Etihad avrà il 49% del capitale: accordo fatto.


    AGGIORNAMENTO 16:12. La Commissione europea interviene sull'accordo Alitalia-Etihad e avverte: secondo le regole comunitarie il controllo deve rimanere in capo a una società dell'Ue. La portavoce del commissario ai Trasporti Siim Kallas spiega:"la maggioranza del capitale e il controllo delle compagnie aeree deve restare in mani europee. Come abbiamo già detto e come accade in molte altre situazione, sta innanzitutto alle autorità nazionali. L'attuazione è nelle mani nelle autorità nazionali, e non si richiedono particolari notifiche. Abbiamo fiducia nelle autorità italiane e sta a loro assicurarsi che le regole vengano rispettate. Se poi ci fossero preoccupazioni o problemi la commissione ha possibilità di fare le sue verifiche".

Il matrimonio Alitalia-Etihad è in fase di rullaggio. La compagnia aerea degli Emirati arabi fa sapere in una nota di aver messo nero su bianco i principi generali e le condizioni relative all'acquisto del 49% del capitale di Alitalia.

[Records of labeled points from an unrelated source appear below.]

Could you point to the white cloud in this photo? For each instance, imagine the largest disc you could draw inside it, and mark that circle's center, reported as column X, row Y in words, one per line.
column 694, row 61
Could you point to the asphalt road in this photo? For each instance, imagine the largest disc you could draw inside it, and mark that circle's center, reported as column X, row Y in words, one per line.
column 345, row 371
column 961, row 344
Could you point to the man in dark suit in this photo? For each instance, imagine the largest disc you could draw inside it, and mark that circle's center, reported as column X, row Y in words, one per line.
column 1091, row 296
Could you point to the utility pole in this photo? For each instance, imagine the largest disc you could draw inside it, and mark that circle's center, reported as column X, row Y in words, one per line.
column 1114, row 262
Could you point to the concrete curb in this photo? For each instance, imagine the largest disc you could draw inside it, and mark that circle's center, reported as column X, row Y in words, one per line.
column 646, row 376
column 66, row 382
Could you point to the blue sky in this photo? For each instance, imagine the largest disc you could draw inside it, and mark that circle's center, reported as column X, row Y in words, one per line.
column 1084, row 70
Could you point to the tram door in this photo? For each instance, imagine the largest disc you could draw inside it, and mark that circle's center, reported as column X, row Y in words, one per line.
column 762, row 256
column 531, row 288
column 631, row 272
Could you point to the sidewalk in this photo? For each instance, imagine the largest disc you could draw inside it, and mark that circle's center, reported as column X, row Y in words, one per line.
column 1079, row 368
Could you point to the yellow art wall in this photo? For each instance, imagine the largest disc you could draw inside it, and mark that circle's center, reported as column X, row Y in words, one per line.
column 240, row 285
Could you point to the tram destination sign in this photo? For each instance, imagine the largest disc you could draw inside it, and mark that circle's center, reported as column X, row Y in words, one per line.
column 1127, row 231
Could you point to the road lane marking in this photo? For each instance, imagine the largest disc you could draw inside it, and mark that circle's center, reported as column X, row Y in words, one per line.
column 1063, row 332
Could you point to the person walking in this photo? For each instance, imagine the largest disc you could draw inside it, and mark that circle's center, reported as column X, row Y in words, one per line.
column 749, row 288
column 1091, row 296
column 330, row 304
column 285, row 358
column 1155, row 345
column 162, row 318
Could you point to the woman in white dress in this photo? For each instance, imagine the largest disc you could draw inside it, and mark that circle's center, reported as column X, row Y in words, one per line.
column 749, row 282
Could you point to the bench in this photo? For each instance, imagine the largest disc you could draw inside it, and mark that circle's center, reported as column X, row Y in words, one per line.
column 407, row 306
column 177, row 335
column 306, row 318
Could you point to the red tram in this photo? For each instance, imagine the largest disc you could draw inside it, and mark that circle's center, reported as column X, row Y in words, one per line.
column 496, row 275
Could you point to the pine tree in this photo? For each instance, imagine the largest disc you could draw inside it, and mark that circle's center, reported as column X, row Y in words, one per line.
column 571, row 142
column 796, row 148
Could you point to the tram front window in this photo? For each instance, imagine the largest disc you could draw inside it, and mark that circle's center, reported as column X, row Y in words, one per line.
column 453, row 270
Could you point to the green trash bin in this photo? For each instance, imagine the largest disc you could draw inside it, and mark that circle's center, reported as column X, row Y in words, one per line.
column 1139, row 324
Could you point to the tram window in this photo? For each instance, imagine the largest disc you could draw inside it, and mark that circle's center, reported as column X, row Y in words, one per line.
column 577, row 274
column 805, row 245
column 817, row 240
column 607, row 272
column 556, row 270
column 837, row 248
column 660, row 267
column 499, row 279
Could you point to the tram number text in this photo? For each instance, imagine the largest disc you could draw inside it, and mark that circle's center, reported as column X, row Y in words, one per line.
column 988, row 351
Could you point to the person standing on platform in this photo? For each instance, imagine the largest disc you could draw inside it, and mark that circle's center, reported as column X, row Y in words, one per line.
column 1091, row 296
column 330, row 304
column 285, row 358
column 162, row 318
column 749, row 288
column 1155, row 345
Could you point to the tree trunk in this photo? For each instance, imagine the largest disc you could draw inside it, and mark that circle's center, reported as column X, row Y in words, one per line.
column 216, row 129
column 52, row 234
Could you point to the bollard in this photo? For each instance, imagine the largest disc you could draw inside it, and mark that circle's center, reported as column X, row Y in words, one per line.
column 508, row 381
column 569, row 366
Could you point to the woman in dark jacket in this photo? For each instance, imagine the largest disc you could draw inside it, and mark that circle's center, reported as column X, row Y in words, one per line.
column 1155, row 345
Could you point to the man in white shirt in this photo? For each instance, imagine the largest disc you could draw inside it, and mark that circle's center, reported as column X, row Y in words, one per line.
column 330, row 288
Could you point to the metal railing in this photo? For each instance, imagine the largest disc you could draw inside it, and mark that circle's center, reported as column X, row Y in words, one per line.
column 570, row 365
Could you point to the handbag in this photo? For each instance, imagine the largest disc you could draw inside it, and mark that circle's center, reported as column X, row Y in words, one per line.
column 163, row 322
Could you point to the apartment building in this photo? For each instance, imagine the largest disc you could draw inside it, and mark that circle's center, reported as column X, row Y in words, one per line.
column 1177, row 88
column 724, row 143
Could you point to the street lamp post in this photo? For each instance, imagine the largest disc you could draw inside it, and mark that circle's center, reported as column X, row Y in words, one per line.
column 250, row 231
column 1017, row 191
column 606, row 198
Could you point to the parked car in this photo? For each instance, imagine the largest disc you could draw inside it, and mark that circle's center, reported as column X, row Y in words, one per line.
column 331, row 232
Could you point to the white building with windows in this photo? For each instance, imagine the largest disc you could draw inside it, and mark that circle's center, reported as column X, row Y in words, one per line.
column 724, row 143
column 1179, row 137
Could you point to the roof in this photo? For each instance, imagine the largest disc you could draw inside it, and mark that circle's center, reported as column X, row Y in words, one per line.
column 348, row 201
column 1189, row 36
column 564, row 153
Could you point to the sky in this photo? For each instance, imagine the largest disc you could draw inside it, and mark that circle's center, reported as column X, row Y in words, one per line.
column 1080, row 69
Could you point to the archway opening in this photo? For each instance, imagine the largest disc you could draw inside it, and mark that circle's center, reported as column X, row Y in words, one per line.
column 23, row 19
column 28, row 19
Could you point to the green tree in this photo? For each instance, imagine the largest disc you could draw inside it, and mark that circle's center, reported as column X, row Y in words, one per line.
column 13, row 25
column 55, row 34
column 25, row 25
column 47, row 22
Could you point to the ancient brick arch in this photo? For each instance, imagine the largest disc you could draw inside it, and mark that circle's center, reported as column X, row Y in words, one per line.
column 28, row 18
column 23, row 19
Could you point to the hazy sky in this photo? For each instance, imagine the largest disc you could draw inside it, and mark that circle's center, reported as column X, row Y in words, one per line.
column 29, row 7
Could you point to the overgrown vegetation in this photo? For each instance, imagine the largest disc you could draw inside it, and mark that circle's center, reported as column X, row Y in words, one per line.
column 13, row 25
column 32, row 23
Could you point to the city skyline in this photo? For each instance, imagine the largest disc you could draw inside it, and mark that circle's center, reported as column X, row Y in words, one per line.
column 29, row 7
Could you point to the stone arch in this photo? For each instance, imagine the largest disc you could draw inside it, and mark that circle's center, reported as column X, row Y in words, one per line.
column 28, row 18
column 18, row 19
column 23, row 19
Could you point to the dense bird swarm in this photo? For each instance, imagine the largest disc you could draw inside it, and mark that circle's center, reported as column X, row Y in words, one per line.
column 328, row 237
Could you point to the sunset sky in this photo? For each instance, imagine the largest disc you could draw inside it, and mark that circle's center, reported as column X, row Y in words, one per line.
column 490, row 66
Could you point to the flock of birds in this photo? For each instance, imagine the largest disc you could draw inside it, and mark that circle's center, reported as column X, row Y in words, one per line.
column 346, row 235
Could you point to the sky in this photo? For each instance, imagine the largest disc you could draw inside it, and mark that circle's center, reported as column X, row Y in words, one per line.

Principi che hanno trovato la piena disponibilità del vettore italiano, anche perché alle viste non c'è altro partner industriale, ma solo il baratro come continua a spiegare il ministro dei Trasporti Maurizio Lupi.

Alitalia ed Etihad, si legge nel comunicato:

confermano di aver trovato un accordo sui termini e condizioni dell'operazione con la quale Etihad Airways acquisirà una partecipazione azionaria del 49 per cento in Alitalia.

Il vettore degli Emirati Arabi fa sapere ancora che l'accodo sarà firmato il prima possibile, fatto salvo che l'operazione andrà poi approvata delle autorità competenti.

Le due compagnie aeree:

procederanno già dai prossimi giorni alla finalizzazione della documentazione contrattuale, che includerà le condizioni concordate. Il perfezionamento dell'operazione è soggetto alle approvazioni delle competenti autorità Antitrust.

Rimangono da capire i termini del nodo esuberi previsti in non meno di 2.250 unità, con i sindacati sul piede di guerra che chiedono soluzioni per tutelare l'occupazione. In merito ai debiti di Alitalia con le banche, anche azioniste della compagnia, l'ad Gabriele Del Torchio incontrerà ancora nei prossimi giorni i vertici degli istituti di credito. Tutte le grane dovrebbero essere sminate entro la metà di luglio, termine indicato dal titolare dei Trasporti e delle Infrastrutture Lupi per stringere definitivamente l'accordo.